La capital provincial de Santa Fe enfrentó este viernes una situación crítica por un temporal con lluvias intensas que provocaron anegamientos en múltiples barrios. Según el intendente Juan Pablo Poletti, la precipitación registrada alcanzó 70 milímetros en casi 40 minutos, con una velocidad de 130 milímetros por hora, considerada una lluvia 'extraordinaria' por el Centro Nacional de Meteorología. El gobierno local ya activó el operativo de emergencia para evitar daños y garantizar la seguridad de la población.
El intendente destacó que el impacto de la lluvia es particularmente grave en zonas con infraestructura vulnerable, como barrios periféricos y áreas con sistemas de drenaje obsoletos. Poletti advirtió sobre la importancia de no sacar la basura durante el evento, explicando que el agua acumulada podría comprometer la operatividad de las bodegas y generar riesgos de inundación en las vías de desagüe. Esta medida preventiva forma parte de las acciones de prevención que el municipio ha implementado en los últimos meses tras experiencias similares.
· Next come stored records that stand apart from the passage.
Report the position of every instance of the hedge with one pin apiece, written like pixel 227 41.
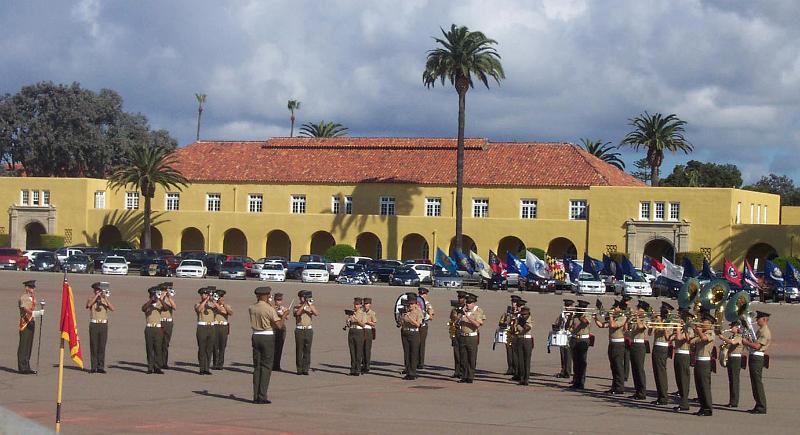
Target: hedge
pixel 337 253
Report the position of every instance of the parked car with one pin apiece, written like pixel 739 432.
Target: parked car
pixel 404 276
pixel 12 258
pixel 191 269
pixel 45 262
pixel 78 263
pixel 272 272
pixel 115 265
pixel 315 272
pixel 233 270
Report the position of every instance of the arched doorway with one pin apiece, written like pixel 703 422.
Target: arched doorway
pixel 33 235
pixel 321 241
pixel 234 242
pixel 192 240
pixel 369 245
pixel 760 252
pixel 109 236
pixel 561 247
pixel 279 244
pixel 658 248
pixel 509 244
pixel 414 246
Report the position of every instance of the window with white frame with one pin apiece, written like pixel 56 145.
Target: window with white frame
pixel 527 208
pixel 298 204
pixel 433 206
pixel 644 211
pixel 131 200
pixel 387 206
pixel 480 207
pixel 674 211
pixel 213 201
pixel 100 199
pixel 577 209
pixel 173 201
pixel 255 203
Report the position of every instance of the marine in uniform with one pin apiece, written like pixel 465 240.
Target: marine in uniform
pixel 410 322
pixel 581 330
pixel 264 320
pixel 205 329
pixel 759 358
pixel 470 322
pixel 369 334
pixel 27 327
pixel 423 328
pixel 99 304
pixel 615 322
pixel 734 364
pixel 152 331
pixel 356 319
pixel 703 346
pixel 222 313
pixel 303 332
pixel 169 307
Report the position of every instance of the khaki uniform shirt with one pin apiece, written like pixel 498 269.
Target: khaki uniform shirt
pixel 263 316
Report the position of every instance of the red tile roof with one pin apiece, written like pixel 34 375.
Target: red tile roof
pixel 431 161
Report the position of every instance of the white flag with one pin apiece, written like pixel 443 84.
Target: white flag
pixel 672 271
pixel 536 266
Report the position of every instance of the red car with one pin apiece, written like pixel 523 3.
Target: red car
pixel 12 258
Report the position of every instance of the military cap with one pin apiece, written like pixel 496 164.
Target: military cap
pixel 260 291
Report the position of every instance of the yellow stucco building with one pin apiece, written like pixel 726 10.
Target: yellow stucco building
pixel 394 198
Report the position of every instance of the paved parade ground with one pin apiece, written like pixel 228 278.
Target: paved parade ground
pixel 126 400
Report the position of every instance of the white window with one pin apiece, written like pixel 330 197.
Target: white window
pixel 298 204
pixel 644 211
pixel 173 201
pixel 433 207
pixel 528 208
pixel 387 206
pixel 674 211
pixel 213 201
pixel 577 209
pixel 131 200
pixel 255 203
pixel 348 205
pixel 480 207
pixel 100 199
pixel 659 212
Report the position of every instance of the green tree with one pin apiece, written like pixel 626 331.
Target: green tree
pixel 657 134
pixel 148 165
pixel 323 129
pixel 603 151
pixel 292 105
pixel 460 55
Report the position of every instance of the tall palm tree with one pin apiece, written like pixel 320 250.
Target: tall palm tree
pixel 603 151
pixel 201 99
pixel 461 55
pixel 657 133
pixel 323 129
pixel 147 166
pixel 292 105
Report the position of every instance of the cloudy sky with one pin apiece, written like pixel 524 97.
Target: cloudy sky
pixel 574 68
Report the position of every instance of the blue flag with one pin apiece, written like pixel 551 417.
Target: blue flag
pixel 445 262
pixel 515 265
pixel 688 268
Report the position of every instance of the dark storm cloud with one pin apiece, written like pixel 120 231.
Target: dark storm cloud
pixel 575 68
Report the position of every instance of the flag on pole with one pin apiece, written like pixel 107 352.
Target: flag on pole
pixel 69 327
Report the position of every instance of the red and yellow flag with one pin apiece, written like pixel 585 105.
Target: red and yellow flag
pixel 69 327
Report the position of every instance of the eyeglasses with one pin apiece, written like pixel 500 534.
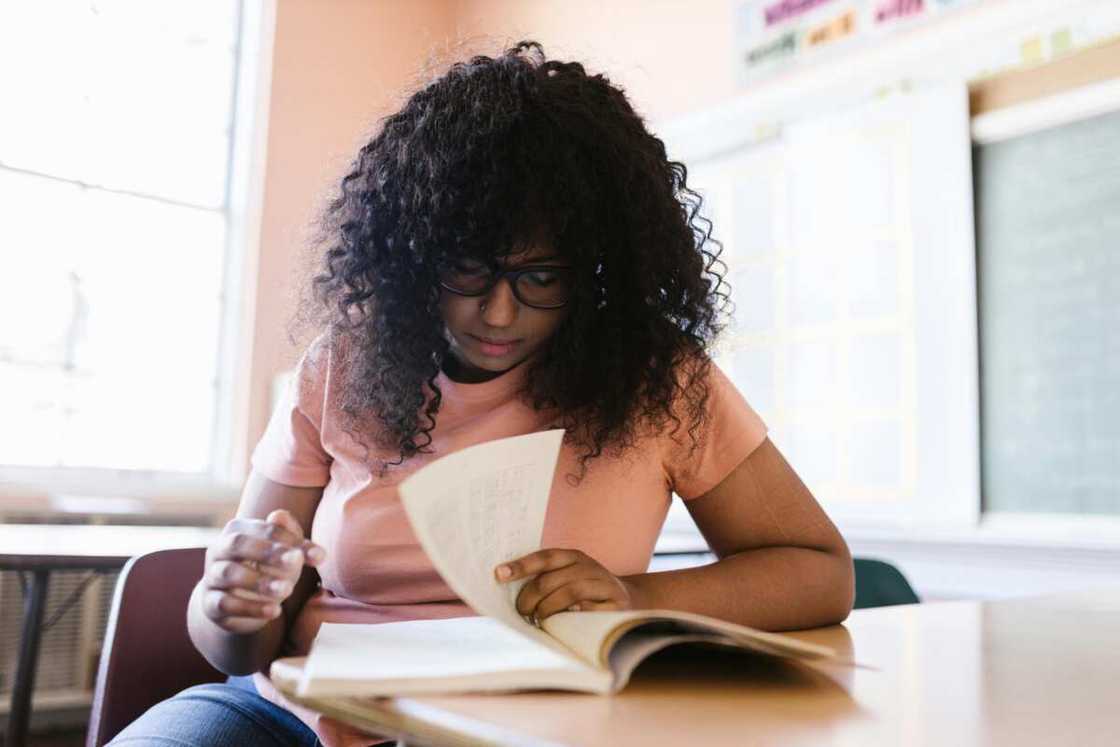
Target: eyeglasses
pixel 540 287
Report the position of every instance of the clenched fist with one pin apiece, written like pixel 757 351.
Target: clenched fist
pixel 252 567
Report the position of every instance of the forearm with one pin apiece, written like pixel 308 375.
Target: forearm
pixel 777 588
pixel 233 653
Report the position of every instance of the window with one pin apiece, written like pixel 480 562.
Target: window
pixel 115 165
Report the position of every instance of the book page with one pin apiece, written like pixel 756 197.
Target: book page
pixel 469 653
pixel 591 635
pixel 482 506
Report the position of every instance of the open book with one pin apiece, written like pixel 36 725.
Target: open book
pixel 472 511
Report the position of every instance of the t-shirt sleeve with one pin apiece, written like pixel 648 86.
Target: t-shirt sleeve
pixel 731 432
pixel 291 450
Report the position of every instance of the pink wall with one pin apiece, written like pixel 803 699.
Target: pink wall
pixel 671 56
pixel 338 66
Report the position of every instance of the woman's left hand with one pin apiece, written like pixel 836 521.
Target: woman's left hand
pixel 566 580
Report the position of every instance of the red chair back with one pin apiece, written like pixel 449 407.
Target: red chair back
pixel 147 655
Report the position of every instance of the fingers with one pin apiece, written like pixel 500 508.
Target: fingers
pixel 313 553
pixel 238 614
pixel 229 575
pixel 546 584
pixel 599 591
pixel 273 558
pixel 252 568
pixel 563 580
pixel 538 562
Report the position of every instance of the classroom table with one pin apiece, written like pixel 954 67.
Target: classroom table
pixel 40 549
pixel 1035 671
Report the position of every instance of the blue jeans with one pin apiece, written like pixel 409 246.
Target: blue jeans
pixel 217 713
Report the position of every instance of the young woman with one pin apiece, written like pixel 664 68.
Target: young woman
pixel 511 252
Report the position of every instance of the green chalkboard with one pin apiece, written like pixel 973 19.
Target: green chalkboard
pixel 1048 273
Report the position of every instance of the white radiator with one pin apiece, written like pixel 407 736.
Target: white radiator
pixel 71 647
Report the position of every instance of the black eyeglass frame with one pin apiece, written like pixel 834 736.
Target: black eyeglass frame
pixel 497 276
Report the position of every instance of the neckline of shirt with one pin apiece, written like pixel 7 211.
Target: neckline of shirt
pixel 496 386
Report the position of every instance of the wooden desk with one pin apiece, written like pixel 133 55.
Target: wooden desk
pixel 1042 671
pixel 44 548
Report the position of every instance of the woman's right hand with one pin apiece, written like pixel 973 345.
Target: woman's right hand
pixel 252 567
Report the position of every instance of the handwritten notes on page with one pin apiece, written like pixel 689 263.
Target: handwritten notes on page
pixel 482 506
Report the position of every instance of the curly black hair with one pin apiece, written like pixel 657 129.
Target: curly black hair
pixel 493 157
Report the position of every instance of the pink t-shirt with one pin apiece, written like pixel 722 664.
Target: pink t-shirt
pixel 375 570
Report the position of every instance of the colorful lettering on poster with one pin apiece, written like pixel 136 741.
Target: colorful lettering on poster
pixel 783 46
pixel 786 9
pixel 837 28
pixel 893 9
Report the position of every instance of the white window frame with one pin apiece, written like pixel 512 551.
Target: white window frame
pixel 995 553
pixel 85 489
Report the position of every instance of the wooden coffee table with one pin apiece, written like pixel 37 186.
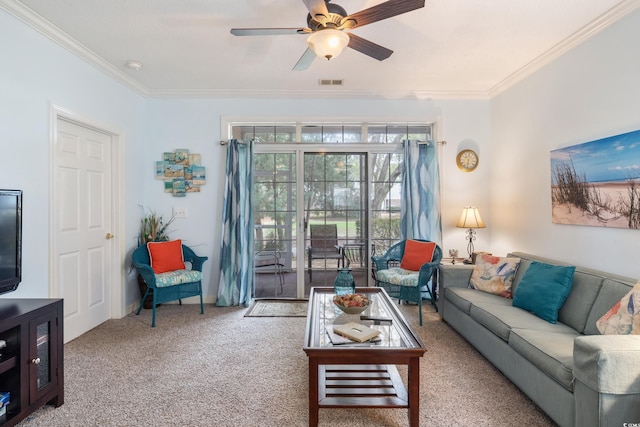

El informe del Centro de Informaciones Meteorológicas de la FA (Fundación Argentina) indica que las precipitaciones no han cesado desde la madrugada, con una tendencia a persistir durante la jornada. Se espera que el mal tiempo continúe afectando la ciudad, lo que implica una necesidad urgente de coordinación entre autoridades locales y comunidades para minimizar los efectos negativos de las lluvias. La situación ha generado preocupaciones en barrios como Villa Mercedes, donde las calles han quedado cortadas y hay reportes de anegamientos en calles principales.
El intendente Poletti destacó que el gobierno está trabajando en la optimización de los sistemas de drenaje, aunque reconocen que la infraestructura actual no está preparada para eventos tan intensos. Esto ha llevado a una mayor presión sobre los recursos municipales, lo que podría afectar otras áreas de la ciudad en el futuro cercano.
En el contexto de la crisis, la población está siendo llamada a colaborar en la prevención de daños. Los habitantes de zonas afectadas deben evitar desplazamientos innecesarios y mantenerse informados sobre las alertas emitidas por las autoridades. La situación también resalta la importancia de la planificación urbana adecuada, considerando la capacidad de la ciudad para enfrentar eventos climáticos extremos.